Quitéria Jorge, outra estudante, contou que foi sujeita a corte de cabelo pelos referidos estudantes. “Eles estavam a dizer que bicho não cria cabelo por isso tínhamos que só obedecer o que eles falavam. O meu cabelo hoje foi cortado e eu vou fazer o quê? Cheguei a casa e apenas comecei a chorar”, disse.

Carimo Riham, representante da comissão que organizou o suposto baptismo, contou que submeteram uma carta à direcção da faculdade, que, no entanto, não foi autorizada pois a mesma foi encaminhada ao sector pedagógico e núcleo dos estudantes para devida coordenação.

Riham reconhece que agiram sem autorização e que o que estava planificado não chegou a acontecer. Segundo explica, parte dos estudantes do segundo ano, que deviam levar acabo o baptismo dos caloiros, chegou grosso e começaram a cometer situações de desordem.

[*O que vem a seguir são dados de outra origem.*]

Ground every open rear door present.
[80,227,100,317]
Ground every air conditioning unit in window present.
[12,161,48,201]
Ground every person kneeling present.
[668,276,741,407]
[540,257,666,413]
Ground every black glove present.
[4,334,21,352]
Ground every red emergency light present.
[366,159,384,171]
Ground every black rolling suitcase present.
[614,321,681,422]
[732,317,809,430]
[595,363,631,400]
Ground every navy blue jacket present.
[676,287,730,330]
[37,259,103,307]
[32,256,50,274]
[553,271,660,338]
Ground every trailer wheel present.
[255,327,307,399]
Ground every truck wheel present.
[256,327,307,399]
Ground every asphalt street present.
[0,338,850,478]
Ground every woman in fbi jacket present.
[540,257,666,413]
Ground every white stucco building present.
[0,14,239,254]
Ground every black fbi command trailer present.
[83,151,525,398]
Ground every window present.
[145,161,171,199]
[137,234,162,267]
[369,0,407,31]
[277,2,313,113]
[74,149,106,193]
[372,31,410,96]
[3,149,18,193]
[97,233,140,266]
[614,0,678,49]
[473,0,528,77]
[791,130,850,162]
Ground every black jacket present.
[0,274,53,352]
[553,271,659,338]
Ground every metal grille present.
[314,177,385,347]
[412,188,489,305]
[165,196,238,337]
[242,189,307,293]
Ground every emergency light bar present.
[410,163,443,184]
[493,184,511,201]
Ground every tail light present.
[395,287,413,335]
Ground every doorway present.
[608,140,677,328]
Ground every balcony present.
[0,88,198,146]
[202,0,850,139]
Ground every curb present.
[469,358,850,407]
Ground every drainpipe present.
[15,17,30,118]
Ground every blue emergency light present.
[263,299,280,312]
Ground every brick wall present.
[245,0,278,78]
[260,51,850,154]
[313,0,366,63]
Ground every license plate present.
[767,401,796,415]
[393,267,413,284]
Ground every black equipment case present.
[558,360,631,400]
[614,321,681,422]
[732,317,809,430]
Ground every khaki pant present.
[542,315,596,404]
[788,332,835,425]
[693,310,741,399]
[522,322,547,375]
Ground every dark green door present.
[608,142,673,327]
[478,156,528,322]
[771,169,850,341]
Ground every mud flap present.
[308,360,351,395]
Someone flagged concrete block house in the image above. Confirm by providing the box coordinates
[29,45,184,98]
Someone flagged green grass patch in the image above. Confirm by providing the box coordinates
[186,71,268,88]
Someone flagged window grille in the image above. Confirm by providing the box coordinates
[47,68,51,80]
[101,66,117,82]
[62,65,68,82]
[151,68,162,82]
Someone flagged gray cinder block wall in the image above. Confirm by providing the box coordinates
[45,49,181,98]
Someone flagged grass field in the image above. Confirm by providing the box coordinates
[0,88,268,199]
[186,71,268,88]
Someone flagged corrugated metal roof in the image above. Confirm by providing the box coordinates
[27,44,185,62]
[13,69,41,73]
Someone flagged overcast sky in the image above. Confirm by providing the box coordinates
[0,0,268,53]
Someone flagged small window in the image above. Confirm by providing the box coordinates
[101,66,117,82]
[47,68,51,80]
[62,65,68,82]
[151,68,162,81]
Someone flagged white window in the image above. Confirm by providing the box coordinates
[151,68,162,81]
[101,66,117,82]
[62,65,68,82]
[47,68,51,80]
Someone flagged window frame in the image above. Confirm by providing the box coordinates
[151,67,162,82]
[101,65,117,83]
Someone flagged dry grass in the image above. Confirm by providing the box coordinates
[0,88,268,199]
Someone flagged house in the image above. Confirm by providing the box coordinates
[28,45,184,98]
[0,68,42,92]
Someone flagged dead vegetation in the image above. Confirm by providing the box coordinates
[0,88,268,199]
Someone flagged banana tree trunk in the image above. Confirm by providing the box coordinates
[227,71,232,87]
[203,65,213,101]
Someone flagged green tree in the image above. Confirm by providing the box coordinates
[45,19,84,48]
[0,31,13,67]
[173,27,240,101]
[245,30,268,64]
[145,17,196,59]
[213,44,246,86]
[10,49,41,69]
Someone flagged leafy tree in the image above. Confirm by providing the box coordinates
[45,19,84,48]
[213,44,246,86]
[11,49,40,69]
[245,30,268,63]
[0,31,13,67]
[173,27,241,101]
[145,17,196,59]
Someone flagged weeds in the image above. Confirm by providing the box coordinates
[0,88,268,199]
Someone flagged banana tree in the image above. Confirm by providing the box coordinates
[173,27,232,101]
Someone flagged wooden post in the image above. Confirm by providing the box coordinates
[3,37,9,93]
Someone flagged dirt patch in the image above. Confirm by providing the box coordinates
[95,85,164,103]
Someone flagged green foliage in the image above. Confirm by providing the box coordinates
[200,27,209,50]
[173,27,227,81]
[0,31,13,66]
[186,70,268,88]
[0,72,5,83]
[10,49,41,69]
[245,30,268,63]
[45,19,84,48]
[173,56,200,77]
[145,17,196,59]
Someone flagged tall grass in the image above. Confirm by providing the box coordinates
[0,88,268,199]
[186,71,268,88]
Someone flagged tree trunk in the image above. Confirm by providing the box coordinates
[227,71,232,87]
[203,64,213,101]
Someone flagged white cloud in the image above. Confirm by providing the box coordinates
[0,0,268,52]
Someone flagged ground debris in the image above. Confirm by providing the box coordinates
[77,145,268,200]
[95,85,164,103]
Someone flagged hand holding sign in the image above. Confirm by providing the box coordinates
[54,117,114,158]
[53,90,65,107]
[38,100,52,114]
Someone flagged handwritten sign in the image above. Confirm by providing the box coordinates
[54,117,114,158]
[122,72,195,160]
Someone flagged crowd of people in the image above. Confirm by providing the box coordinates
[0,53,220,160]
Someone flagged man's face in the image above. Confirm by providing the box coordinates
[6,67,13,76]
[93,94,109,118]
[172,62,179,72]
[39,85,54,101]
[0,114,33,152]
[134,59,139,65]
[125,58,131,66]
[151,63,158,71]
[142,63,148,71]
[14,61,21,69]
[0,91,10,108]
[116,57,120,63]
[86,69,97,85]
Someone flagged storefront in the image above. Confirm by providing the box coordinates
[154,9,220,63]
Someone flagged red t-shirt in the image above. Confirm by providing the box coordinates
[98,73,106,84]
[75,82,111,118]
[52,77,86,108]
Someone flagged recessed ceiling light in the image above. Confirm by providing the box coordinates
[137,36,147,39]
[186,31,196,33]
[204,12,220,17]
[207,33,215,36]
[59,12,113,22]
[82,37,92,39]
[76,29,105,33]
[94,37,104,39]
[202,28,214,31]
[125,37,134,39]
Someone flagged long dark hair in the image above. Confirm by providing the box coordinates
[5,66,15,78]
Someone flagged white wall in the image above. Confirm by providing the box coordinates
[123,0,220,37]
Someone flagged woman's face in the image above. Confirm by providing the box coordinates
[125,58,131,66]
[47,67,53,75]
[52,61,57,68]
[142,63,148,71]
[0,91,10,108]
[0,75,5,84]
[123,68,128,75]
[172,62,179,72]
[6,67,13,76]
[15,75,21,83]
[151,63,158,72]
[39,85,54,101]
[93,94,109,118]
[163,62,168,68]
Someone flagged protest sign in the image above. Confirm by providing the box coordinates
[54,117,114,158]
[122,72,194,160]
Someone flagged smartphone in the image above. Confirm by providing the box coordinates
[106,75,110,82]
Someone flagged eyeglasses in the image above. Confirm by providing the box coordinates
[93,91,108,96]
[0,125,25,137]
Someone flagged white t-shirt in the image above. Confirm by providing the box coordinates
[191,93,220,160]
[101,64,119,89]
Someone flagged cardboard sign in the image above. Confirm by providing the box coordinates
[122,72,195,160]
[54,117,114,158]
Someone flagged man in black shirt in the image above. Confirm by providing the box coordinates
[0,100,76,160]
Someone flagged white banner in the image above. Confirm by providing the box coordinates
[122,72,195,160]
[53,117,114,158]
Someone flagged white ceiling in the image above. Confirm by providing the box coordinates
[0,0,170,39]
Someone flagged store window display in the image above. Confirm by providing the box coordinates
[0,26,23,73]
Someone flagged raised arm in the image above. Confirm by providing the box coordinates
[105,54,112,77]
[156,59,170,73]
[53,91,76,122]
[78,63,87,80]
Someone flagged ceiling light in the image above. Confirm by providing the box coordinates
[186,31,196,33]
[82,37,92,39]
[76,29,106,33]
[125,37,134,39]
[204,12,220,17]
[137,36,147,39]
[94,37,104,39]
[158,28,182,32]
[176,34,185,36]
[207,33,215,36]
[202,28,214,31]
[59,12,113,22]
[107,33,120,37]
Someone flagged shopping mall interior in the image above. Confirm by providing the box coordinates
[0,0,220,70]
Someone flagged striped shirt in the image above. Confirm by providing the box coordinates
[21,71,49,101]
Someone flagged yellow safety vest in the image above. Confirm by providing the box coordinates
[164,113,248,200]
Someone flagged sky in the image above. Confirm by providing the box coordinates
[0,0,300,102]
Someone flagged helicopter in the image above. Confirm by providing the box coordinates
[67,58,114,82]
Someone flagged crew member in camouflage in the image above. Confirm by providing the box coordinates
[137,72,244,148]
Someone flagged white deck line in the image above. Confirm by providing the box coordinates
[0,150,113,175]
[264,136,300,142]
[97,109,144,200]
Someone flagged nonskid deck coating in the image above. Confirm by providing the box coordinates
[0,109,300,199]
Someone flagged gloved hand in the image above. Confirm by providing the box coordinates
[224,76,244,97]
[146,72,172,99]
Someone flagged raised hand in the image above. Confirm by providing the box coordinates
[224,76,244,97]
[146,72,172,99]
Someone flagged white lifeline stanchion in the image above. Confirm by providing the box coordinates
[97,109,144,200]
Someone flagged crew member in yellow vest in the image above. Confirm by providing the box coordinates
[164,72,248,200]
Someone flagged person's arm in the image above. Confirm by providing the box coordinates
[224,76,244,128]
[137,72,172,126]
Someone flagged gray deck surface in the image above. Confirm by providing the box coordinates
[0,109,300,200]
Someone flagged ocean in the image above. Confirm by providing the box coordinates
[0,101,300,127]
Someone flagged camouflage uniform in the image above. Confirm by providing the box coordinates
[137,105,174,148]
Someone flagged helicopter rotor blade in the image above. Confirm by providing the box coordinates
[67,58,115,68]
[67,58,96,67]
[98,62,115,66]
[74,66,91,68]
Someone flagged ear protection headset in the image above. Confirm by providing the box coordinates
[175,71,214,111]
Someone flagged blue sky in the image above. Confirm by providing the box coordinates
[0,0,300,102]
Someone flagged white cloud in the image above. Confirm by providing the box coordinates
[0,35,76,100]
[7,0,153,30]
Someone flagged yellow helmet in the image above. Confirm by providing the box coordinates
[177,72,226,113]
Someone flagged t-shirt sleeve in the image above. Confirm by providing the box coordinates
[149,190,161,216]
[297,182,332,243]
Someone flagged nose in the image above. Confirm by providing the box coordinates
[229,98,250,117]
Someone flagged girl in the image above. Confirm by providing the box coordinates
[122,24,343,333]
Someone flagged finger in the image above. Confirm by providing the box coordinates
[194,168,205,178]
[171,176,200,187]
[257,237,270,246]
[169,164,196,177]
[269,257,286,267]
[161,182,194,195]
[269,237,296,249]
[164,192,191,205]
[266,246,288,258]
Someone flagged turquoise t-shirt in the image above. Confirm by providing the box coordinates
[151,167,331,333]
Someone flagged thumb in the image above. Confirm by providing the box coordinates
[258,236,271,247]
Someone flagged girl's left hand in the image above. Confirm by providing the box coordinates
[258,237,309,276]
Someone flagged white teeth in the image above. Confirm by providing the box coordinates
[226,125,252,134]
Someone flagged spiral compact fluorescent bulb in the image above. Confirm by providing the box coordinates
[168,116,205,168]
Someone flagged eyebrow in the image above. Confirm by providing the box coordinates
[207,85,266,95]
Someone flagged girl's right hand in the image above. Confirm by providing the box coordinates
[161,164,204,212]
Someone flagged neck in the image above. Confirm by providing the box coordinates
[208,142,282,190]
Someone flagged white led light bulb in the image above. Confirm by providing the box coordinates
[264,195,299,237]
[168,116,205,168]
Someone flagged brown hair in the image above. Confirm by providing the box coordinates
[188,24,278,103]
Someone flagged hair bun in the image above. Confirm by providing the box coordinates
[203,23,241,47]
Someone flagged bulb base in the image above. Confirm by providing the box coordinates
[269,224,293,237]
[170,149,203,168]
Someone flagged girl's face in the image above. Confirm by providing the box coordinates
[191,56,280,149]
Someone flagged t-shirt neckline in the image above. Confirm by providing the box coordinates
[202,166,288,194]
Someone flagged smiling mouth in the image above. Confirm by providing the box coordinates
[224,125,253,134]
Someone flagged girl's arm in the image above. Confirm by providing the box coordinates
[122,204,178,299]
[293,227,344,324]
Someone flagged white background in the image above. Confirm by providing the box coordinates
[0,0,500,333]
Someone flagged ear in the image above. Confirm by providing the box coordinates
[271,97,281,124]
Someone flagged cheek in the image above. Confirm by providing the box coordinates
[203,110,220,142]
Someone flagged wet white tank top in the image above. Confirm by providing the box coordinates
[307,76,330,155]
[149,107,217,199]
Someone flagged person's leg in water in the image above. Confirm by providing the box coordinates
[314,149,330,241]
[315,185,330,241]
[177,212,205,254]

Já Gilberto Marques, representante do núcleo dos estudantes que aponta o  baptismo como ilegal, referiu que a faculdade anualmente levou acabo cerimónias de baptismo dos caloiros, mas que o que se verificou no passado dia 10 não coloca em causa o bom nome da faculdade. O núcleo não fez parte da alegada cerimónia e muito menos foram autorizados pela direcção.

A direcção da Faculdade de Engenharia Agronómica e Florestal de Mocuba já reagiu ao sucedido. O respectivo director, Dinis Gimo, diz que não autorizou nenhum estudante para a cerimónia, sendo que a acção é ilegal. A fonte diz que, quando chegou o dia para efectuarem o baptismo sem autorização, os estudantes do segundo ano fecharam todos os acessos da faculdade para distrair o resto da comunidade académica e docentes e que por sua vez iniciaram com a desordem.

Na qualidade de responsável, Gimo diz que, quando chegou à faculdade naquele dia, estranhou ver acessos para o local da zona onde decorria o baptismo ilegalmente encerrados. Todavia, logo que “vi a situação mandei imediatamente parar para o retomo da vida na faculdade”.

Já o Director Provincial da Ciência Tecnologia Ensino Técnico e Profissional, Cardozo Meque, diz que os estudantes que protagonizaram a acção serão expulsos da instituição.